Chaque jour – 22 Avril 1500 – Le carnavalier du Brésil
Il en avait inventé des arbres ! Mais celui-là il n’en planterait plus jamais !
Après sa première récolte de spaghettis, dix ans plus tôt, Marcel s’était attaqué à la culture de masse. Ça correspondait exactement au début de sa retraite. Il aurait enfin du temps pour se consacrer à ses recherches.L’arbre a spaghettis avait été le déclencheur, même si lui aussi avait été le fruit du hasard. Au départ, il voulait planter des nouilles. Il les avait fait sécher longtemps au soleil, comme il l’avait lu dans plusieurs ouvrages spécialisés, mais un violent orage avait dû faire migrer les graines, sans qu’il s’en aperçoive. Au printemps, alors que ses voisins s’enorgueillissaient de leurs superbes fleurs de nouilles orange et violettes, lui n’avait que des fleurs longues et pendantes. Marron et kaki. Il avait été un moment la honte du quartier. Mais lorsque, le temps avançant, les spaghettis étaient apparus, plus personne n’était venu lui faire de reproches. Il avait été le seul à récolter des pleins cartons de spaghettis mûrs à souhait. Il ne lui restait plus qu’à espérer que la récolte de bolognaise soit aussi une réussite pour que la saison le rende enfin riche.

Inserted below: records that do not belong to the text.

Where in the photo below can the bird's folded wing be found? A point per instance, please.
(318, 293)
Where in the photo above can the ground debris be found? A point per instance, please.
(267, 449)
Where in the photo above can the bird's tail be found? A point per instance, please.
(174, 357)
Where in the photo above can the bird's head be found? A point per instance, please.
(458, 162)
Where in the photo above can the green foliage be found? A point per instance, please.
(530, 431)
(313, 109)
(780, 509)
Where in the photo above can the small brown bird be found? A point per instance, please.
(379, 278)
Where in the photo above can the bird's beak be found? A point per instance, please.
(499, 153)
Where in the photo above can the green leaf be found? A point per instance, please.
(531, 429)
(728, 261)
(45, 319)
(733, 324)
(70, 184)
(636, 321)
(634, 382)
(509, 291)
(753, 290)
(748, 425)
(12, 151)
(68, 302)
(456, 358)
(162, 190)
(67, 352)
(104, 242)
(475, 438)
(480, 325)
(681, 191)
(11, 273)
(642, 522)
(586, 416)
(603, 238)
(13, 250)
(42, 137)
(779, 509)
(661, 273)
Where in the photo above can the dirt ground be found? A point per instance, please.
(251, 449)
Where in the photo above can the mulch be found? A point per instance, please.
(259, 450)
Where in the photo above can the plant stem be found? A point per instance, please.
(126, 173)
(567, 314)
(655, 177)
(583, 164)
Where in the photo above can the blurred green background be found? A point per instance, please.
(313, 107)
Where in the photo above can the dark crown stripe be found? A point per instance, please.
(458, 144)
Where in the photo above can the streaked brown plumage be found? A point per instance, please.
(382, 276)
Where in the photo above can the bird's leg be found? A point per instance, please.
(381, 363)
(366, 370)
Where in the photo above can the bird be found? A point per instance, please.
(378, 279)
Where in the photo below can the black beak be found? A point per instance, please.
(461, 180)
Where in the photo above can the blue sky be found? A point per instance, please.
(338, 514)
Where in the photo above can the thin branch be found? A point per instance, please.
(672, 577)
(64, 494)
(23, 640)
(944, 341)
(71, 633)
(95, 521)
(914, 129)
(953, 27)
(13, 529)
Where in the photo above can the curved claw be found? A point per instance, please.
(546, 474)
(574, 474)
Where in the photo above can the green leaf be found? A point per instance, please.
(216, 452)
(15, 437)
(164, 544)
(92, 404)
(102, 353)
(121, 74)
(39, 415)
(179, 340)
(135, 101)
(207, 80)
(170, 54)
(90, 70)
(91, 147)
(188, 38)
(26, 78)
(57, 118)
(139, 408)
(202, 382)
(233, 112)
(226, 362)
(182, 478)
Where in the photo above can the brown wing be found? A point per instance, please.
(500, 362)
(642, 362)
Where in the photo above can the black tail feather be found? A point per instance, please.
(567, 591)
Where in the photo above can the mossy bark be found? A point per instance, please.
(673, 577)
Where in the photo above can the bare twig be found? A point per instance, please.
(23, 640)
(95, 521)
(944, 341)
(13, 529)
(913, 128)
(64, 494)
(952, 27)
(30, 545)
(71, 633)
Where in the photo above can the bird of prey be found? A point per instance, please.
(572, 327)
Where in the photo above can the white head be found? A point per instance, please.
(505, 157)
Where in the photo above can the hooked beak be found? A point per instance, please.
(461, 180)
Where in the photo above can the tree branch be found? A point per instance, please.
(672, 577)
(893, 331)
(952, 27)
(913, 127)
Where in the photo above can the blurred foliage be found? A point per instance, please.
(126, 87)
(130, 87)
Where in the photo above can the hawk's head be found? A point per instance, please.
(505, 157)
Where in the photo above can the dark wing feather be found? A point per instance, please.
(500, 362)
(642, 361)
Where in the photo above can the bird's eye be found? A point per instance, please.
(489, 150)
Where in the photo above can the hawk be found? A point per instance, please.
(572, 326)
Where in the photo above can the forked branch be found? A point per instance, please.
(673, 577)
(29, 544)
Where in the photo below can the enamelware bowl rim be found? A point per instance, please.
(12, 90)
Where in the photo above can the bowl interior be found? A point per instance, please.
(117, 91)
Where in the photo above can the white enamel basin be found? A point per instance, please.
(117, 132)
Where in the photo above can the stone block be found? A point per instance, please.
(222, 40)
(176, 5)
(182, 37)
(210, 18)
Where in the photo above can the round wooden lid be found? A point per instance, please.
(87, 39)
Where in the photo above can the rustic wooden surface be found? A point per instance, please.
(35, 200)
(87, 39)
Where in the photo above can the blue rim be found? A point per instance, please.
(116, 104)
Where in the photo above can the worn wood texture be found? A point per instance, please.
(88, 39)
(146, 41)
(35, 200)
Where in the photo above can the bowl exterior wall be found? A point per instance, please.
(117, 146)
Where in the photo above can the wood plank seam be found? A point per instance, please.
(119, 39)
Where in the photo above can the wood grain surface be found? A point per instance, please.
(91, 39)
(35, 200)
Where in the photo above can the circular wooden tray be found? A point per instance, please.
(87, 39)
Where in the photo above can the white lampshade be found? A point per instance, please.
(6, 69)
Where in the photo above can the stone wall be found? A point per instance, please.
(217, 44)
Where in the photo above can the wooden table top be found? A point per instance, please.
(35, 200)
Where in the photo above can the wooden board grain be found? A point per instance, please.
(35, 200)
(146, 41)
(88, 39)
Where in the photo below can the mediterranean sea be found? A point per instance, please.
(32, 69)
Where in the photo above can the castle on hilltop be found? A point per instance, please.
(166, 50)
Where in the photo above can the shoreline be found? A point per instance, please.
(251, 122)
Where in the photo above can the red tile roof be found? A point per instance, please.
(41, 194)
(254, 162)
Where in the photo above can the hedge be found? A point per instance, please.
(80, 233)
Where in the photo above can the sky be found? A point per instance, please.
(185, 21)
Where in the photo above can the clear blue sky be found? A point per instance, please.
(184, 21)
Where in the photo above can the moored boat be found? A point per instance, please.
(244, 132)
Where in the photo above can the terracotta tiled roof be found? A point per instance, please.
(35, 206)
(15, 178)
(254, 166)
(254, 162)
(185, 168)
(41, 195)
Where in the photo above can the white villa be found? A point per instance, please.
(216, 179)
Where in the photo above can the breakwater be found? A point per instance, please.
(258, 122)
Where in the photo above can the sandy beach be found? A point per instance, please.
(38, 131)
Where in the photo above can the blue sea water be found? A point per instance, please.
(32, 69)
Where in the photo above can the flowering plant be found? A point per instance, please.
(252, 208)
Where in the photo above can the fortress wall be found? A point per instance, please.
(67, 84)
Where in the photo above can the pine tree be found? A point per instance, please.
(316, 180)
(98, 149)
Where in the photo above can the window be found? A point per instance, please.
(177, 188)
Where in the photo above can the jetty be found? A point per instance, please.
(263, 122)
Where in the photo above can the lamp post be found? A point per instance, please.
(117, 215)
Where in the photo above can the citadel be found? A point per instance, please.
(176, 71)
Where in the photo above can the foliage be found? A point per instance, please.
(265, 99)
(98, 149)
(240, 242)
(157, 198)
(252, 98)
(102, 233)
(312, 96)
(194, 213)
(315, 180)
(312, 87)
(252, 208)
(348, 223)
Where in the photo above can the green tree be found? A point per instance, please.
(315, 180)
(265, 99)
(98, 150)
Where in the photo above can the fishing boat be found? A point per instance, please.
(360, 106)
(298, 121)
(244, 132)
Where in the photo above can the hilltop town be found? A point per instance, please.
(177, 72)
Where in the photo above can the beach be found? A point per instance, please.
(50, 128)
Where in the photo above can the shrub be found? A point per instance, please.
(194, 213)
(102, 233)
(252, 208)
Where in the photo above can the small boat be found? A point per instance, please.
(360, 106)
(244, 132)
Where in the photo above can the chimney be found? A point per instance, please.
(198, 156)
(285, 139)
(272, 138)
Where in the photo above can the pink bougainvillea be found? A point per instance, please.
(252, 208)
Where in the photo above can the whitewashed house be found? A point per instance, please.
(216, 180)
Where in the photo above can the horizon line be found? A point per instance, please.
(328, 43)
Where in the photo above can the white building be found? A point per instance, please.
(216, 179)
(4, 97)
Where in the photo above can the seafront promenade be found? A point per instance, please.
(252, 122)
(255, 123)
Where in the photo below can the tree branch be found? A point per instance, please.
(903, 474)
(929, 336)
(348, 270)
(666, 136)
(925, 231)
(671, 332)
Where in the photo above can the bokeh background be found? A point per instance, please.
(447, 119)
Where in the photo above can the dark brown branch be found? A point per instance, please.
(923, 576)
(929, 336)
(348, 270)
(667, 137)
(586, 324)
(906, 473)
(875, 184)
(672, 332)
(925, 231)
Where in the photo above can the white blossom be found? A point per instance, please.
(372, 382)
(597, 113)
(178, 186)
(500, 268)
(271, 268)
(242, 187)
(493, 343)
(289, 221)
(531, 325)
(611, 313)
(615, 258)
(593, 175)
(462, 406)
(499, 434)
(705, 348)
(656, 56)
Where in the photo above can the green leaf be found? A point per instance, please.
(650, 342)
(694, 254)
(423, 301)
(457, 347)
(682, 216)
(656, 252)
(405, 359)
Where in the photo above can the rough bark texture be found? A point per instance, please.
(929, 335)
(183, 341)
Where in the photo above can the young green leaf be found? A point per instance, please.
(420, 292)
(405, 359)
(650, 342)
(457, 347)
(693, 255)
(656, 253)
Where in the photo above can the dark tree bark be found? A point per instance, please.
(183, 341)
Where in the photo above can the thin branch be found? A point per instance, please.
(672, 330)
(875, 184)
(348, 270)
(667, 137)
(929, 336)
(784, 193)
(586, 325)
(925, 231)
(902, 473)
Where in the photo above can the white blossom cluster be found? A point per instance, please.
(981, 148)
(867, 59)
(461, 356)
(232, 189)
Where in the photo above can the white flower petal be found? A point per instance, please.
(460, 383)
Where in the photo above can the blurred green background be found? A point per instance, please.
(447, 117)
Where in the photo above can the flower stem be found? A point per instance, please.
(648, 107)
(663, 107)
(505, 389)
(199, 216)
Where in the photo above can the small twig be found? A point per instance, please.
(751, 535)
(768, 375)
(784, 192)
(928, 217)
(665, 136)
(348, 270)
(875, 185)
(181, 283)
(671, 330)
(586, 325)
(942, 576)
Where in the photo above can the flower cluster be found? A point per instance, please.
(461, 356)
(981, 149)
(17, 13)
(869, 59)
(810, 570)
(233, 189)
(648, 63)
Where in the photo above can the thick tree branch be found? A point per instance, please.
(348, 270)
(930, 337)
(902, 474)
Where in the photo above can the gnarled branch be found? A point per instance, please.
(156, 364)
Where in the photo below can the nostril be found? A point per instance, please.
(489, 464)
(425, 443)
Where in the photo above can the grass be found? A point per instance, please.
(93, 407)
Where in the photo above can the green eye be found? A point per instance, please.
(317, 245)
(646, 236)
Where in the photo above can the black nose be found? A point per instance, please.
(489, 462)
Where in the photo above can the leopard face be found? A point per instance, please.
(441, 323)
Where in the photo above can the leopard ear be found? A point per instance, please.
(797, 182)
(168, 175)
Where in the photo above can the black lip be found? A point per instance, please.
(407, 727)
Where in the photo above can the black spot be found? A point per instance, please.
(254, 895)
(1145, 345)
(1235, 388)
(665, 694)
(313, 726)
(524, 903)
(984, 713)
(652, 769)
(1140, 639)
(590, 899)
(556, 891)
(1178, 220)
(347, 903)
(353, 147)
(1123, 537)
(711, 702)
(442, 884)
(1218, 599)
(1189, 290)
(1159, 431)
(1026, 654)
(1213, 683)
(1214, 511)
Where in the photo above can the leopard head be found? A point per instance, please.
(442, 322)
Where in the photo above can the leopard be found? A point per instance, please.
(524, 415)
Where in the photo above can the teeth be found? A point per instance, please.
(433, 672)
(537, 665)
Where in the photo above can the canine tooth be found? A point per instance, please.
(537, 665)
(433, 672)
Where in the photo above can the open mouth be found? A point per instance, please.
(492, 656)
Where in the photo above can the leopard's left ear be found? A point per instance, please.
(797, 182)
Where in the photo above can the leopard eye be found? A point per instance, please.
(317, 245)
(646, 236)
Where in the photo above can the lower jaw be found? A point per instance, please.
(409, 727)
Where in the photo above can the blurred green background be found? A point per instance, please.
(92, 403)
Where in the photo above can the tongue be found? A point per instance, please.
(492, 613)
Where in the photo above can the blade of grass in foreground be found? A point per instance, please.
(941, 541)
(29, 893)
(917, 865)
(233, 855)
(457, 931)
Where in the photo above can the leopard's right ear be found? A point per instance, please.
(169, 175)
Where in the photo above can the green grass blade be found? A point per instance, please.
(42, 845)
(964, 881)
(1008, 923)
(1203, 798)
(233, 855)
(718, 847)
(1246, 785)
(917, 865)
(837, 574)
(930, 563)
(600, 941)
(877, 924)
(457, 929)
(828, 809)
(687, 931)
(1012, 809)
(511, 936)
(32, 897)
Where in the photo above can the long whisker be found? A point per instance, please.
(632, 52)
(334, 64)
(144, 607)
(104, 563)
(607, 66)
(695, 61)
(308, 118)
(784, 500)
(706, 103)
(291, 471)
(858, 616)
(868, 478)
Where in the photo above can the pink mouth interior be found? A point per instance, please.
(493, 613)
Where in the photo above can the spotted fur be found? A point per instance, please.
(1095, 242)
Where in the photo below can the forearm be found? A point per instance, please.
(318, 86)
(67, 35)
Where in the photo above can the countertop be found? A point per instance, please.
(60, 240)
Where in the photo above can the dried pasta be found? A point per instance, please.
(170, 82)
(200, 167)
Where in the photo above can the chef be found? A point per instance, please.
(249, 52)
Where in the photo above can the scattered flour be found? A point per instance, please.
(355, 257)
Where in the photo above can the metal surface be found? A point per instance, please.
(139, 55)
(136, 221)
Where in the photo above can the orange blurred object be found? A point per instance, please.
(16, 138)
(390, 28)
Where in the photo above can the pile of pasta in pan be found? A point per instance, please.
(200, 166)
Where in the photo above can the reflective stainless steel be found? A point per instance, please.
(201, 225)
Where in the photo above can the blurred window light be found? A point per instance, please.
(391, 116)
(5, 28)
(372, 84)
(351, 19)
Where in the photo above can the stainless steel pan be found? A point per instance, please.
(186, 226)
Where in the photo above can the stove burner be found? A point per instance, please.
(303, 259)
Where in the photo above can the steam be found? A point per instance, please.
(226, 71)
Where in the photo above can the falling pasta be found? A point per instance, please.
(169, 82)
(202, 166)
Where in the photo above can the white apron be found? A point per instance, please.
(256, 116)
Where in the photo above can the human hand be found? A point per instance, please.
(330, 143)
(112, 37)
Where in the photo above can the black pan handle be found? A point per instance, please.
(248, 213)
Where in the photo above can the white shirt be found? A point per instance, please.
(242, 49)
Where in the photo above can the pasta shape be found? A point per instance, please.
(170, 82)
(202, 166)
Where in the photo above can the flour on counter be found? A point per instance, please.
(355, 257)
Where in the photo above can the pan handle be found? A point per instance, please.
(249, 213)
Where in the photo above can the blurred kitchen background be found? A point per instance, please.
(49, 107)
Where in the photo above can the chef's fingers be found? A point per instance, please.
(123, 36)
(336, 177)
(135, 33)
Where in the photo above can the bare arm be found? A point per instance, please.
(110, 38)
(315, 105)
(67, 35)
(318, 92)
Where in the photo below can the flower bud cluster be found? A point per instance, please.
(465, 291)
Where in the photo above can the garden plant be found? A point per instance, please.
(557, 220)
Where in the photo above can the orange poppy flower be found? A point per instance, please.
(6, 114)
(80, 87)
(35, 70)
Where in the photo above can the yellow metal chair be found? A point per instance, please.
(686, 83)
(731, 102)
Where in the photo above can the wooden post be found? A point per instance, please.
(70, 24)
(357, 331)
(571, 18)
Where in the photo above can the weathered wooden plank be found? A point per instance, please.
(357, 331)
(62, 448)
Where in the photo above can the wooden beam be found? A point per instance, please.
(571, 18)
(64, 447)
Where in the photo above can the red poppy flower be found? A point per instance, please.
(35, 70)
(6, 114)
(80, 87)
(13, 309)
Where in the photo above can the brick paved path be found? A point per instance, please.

Il avait été moins heureux avec l’arbre à tongs. Les chaussures de plages étaient de mauvaise qualité et le passage de doigts était légèrement décalé, ce qui entrainait un manque de confort évident. A la réflexion, il s’était rendu compte qu’il avait planté le tonguier en janvier, ce qui n’est pas la période la plus propice.
Dans le jardin de sa belle-mère, plus étendu que le sien, Marcel avait fait plusieurs tests : des stylos, des pelles à tarte, des sonnettes de vélos, avec plus ou moins de succès. Etonnamment, le Sopalin avait été un échec cuisant alors que la récolte du PQ avait permis de tenir toute l’année à quatre dans la maison.
Marcel avait tenté des boutures de slips, de bolduc et d’ampoules vertes.
Et voilà qu’un jeudi, en fin de matinée, son ami René était arrivé avec un air de comploteur, cachant un pot mystérieux sous un vieil anorak.
« Devine, avait-il dit… Devine ce que je t’apporte.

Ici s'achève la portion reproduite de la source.